Rapporto FleishmanHillard 2019 – Vino e canali digitali

vino e canali digitali

Torna per il sesto anno il rapporto FleishmanHilard, sulla situazione delle prime 25 aziende vinicole italiane per fatturato su vino e canali digitali.

In generale, si nota una miglior presenza sulle reti social, aumenta Instagram, dove le prime tre aziende sommano circa 60.000 follower, raddoppiando la cifra dello scorso anno (qui il mio post relativo al Rapporto 2018).

YouTube resta più o meno stabile, così come Twitter e Facebook, dove però migliora la frequenza di aggiornamento settimanale.

Instagram

  1. Antinori 31900 
  2. Frescobaldi 24700
  3. Villa Sandi 18400

Twitter

  1. Antinori 11000
  2. Mionetto 10540
  3. Frescobaldi 9640

Facebook

  1. Mionetto 410000
  2. Ruffino 217450
  3. Frescobaldi 149400

Migliora anche la presenza nell’e-commerce, con sei aziende che offrono i propri vini direttamente sul loro sito: Mezzacorona, Masi Agricola, Villa Sandi, CAVIT, Shenk Italia, Cantine Sociale di Soave.

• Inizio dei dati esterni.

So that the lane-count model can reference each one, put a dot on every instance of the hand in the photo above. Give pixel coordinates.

Ancora un po’ poco, ma comunque il doppio rispetto allo scorso anno. La vendita dei propri prodotti con un e-commerce proprietario non serve tanto per aumentare le vendite, quanto per creare un punto di riferimento con i propri clienti. Portare il vino nei canali digitali dovrebbe migliorare il coinvolgimento con i consumatori.

Probabilmente a causa della dimensione di queste aziende vinicole, ma il coinvolgimento dei clienti non passa per la chat, e certo non per il podcast che ancora nessuna azienda, di quelle in elenco, ha.

Potete leggere il post di Franz Russo suo sito per avere un’analisi più puntuale. 

Da una mia prima impressione, le aziende vinicole italiane sono ancora un po’ immature sul web; le agenzie di marketing stanno facendo bene il loro lavoro, ma come al solito like e follower sono il loro obiettivo, non quello delle aziende.

La scarsa presenza di e-commerce proprietari è un indice che le aziende non vogliono impegnarsi nella logistica della vendita in proprio, mentre invece è uno dei metodi migliori per coinvolgere i propri utenti. Il sito web viene usato poco anche in questo senso. In ogni caso, a mio avviso un report come questo dovrebbe essere più utile per le piccole cantine, che invece potrebbero ottenere risultati migliori, e senza investimenti eccessivi, utilizzando bene il web.